The iDevice model which has become very successful for Apple is an extremely closed marketplace, which means that a select few will gain priority over others, regardless of merit.
The closed marketplace I am referring to here, of course, is the App Store. A store that you must pay $100 each year to submit apps, a store that imposes draconian infringements
on other companies who dare to 'think outside the box' and the permanent lockout if you don't comply with their rules. Hardly a fair and positive place for the future of our lives,
and you can bet that these technologies will be at the pinnacle of our future - they already are.

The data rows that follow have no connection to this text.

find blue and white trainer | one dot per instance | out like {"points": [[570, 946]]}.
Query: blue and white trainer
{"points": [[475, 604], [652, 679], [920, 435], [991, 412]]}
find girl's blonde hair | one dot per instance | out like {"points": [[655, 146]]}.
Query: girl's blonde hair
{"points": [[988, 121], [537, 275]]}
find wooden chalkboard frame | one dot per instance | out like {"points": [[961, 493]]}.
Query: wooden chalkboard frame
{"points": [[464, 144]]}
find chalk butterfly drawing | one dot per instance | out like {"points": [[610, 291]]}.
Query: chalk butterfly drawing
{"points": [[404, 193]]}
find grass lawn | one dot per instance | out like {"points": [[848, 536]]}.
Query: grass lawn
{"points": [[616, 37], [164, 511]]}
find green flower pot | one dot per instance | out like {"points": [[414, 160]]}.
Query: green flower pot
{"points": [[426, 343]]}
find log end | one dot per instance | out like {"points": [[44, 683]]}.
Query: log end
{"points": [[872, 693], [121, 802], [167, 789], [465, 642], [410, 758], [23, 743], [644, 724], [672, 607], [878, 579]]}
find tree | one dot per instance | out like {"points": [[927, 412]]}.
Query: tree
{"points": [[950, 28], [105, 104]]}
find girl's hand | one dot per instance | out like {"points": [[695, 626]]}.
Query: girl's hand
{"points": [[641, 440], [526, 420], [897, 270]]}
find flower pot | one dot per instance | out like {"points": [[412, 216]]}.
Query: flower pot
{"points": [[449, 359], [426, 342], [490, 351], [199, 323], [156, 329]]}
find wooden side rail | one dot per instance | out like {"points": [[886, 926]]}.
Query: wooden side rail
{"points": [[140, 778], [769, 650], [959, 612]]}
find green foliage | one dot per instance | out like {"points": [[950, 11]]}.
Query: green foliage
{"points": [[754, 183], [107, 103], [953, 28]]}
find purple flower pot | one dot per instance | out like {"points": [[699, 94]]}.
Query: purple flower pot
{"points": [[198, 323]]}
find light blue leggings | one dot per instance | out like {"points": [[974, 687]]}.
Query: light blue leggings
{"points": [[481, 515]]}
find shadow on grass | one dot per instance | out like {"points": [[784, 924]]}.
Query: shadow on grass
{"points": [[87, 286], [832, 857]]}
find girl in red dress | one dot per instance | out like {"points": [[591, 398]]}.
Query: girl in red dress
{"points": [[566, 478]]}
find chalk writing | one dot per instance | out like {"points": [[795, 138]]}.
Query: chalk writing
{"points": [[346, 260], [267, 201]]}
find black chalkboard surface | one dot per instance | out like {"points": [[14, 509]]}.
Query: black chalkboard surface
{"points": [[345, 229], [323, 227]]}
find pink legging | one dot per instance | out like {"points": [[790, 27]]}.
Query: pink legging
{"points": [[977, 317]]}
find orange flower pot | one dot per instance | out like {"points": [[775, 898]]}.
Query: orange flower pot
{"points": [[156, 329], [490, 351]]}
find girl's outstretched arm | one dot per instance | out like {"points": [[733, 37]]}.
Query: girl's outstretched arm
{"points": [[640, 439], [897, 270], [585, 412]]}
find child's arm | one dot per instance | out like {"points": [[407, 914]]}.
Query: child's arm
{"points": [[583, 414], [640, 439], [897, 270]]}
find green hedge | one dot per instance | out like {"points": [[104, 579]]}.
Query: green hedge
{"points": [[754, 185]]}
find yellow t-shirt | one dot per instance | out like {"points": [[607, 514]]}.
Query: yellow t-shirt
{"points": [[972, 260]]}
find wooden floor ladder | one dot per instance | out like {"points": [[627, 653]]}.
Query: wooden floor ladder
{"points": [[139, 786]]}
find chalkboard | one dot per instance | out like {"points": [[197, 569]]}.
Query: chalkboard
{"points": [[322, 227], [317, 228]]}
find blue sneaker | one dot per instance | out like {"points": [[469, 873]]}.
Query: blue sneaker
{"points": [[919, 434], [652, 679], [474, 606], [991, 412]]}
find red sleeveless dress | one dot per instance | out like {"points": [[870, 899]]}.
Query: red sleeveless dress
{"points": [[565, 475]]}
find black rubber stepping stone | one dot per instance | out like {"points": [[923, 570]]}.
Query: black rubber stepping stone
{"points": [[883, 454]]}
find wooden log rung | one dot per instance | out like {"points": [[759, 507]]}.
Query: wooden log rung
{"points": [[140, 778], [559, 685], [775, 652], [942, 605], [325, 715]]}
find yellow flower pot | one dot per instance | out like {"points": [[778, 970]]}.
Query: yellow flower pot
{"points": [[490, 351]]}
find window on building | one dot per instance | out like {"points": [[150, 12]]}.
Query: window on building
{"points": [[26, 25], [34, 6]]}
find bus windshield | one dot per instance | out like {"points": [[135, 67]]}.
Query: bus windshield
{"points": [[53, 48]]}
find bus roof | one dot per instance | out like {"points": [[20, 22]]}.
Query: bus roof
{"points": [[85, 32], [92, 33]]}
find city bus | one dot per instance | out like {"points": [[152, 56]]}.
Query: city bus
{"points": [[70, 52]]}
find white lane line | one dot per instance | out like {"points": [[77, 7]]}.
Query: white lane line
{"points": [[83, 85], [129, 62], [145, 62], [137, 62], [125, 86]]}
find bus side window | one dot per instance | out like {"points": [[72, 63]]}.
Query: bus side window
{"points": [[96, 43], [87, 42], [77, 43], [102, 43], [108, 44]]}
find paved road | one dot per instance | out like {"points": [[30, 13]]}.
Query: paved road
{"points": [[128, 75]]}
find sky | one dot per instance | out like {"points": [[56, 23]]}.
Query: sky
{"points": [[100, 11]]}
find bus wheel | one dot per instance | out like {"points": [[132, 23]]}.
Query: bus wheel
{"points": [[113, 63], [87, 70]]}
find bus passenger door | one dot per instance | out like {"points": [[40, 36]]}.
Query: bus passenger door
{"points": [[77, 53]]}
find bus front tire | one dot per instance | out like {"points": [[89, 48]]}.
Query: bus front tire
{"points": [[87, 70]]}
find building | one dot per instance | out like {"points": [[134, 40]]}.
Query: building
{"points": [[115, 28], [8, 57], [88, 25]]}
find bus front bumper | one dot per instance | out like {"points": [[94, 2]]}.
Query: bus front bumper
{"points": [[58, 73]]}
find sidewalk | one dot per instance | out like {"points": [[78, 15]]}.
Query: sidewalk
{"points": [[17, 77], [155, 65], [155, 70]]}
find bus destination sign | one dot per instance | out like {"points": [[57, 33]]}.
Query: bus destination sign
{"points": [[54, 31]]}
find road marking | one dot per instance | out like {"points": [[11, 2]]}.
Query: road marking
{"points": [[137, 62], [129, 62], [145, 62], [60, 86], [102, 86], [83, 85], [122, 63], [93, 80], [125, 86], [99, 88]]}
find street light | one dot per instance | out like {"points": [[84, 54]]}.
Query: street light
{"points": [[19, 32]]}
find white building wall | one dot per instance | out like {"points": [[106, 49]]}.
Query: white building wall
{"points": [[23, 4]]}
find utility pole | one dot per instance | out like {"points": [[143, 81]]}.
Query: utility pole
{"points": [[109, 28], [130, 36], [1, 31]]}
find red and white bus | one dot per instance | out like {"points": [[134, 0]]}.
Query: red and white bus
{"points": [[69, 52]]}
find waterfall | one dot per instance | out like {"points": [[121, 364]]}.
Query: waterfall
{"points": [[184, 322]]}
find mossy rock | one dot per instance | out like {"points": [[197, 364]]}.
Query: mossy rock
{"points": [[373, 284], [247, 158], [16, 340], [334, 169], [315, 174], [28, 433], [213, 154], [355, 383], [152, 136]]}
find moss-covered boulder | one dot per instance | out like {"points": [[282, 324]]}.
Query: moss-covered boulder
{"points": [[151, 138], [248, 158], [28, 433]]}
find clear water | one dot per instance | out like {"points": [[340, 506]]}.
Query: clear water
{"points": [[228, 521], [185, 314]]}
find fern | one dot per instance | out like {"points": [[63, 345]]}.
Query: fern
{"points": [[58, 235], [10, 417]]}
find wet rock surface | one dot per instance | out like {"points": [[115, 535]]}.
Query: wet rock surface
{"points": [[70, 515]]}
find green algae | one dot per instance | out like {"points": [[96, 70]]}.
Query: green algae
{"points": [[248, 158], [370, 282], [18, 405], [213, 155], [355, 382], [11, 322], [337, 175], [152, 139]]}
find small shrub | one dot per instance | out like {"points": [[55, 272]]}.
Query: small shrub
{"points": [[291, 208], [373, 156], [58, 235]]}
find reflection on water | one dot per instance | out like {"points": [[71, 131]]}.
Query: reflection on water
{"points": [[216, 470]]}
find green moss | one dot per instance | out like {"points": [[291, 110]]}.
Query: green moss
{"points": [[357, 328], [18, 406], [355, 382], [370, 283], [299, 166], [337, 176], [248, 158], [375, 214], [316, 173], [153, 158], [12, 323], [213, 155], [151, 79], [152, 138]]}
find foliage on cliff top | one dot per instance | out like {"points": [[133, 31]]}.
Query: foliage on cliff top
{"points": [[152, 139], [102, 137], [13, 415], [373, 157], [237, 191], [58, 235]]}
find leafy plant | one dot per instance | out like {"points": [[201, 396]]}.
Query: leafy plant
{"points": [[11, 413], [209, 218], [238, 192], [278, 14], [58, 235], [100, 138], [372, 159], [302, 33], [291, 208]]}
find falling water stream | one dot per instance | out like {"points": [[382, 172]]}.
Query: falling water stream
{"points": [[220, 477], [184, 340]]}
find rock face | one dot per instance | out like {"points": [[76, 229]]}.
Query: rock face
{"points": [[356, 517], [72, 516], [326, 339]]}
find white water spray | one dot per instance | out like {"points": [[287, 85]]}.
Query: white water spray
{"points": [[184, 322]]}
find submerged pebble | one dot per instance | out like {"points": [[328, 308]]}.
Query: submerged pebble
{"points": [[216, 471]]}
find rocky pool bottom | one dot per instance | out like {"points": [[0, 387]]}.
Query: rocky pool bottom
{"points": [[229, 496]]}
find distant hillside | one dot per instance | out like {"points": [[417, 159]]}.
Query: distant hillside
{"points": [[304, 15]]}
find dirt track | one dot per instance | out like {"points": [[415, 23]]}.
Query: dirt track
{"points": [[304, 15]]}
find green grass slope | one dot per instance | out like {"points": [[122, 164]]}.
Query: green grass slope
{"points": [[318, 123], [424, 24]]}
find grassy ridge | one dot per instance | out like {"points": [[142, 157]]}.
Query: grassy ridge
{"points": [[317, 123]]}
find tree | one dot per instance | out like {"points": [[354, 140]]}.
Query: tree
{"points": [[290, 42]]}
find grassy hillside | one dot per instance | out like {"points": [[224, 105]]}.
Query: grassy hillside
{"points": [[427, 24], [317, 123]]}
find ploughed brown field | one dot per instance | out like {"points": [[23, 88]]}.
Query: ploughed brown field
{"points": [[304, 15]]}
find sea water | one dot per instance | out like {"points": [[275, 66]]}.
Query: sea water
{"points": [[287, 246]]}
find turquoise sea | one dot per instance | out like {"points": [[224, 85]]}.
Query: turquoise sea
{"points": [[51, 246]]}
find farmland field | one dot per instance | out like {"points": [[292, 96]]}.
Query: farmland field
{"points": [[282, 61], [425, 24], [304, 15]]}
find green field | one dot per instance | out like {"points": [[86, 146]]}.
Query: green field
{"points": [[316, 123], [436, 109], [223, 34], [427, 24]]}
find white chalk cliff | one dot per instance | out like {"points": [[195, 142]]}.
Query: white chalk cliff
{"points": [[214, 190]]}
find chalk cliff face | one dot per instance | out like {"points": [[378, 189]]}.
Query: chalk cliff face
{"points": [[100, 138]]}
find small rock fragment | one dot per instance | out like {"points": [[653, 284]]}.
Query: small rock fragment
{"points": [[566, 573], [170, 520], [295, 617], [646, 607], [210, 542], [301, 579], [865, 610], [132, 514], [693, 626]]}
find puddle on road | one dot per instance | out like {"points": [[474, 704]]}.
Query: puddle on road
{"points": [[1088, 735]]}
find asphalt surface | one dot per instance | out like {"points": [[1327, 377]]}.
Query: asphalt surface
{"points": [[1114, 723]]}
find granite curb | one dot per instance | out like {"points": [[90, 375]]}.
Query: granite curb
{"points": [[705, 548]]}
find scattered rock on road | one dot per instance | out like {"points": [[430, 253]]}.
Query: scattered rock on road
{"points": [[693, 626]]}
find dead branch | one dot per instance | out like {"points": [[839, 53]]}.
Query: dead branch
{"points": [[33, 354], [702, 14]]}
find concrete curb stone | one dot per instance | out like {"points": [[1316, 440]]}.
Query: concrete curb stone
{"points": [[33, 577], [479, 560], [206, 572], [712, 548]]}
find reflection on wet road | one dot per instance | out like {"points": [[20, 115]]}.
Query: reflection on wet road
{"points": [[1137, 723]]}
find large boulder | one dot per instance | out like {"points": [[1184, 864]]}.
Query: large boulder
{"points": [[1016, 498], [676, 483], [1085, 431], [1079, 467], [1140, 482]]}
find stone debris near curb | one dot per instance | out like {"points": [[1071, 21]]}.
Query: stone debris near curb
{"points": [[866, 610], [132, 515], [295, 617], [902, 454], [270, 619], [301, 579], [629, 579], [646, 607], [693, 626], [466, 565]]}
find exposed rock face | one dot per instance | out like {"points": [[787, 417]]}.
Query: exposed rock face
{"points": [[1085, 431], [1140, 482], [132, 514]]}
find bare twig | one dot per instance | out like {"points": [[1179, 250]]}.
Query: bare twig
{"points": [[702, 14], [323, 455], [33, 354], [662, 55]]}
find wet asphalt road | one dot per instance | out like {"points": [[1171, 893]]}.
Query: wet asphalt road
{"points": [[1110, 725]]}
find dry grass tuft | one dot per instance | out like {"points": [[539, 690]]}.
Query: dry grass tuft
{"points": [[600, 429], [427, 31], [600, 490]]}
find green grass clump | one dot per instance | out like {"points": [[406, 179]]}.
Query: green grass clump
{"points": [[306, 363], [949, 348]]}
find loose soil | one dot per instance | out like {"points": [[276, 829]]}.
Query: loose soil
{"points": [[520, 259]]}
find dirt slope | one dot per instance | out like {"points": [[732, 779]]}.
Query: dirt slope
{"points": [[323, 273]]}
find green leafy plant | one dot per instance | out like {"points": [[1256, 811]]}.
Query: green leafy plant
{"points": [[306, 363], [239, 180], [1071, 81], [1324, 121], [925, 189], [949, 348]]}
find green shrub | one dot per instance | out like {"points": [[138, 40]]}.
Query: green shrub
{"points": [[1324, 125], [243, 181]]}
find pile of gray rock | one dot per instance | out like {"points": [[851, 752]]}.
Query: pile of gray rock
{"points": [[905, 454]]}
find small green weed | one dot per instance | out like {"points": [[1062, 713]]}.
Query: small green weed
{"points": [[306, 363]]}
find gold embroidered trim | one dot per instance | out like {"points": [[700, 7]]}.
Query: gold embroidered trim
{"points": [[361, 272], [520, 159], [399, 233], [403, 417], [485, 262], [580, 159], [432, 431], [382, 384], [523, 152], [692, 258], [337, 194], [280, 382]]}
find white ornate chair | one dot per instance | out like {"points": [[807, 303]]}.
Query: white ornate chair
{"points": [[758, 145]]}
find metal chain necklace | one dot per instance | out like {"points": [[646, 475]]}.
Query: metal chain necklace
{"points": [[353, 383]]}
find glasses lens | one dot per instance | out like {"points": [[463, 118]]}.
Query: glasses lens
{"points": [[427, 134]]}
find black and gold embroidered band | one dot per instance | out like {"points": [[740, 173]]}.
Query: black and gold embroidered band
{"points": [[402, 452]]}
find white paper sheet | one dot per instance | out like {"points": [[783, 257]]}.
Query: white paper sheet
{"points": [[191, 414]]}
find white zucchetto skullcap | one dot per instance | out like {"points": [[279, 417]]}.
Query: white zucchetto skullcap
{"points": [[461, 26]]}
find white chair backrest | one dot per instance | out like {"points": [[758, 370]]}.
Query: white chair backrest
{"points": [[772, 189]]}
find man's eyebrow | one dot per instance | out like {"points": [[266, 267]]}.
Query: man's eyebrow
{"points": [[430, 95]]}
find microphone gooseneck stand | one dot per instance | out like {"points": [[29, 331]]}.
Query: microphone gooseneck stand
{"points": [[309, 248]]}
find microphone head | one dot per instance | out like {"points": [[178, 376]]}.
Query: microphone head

Good examples of Apple's harsh, tough and biased rejections can be found everywhere across the internet, from Apple hate sites, to even sites like Cult of Mac, who's blogs are
dedicated to this stuff. A few below:
- Google's radical Google Voice app, which redirects phone calls to your internet connection, posed a threat to Apple's cosy relationship with telcos and
AT&T. This raised the ire of the FCCC, who questioned the favouritised practises of Apple towards these companies.
- Charity apps that don't allow Apple to take a 30% cut from every donation that is made using them are automatically kicked out of the developer program
- All apps that don't comply with any new Apple App Store rules, regardless of whether they were created before the new rules, are banned and kicked out of the program.
This is definitely Apple at its greediest. Any publishing-based company or app must offer any product they provide or sell THROUGH the app, as well as their own online ecosystem
for the same price or less as they would going through their own ecosystem. This is a clear cut case of an unscrupulous business practise, and barely possible, since again Apple
takes their 30% cut from that product through the App Store in store purchase.
And once you've been kicked out and banned from the App Store dev program, that's it. There is no recourse, you will never write for an iOS product again regardless.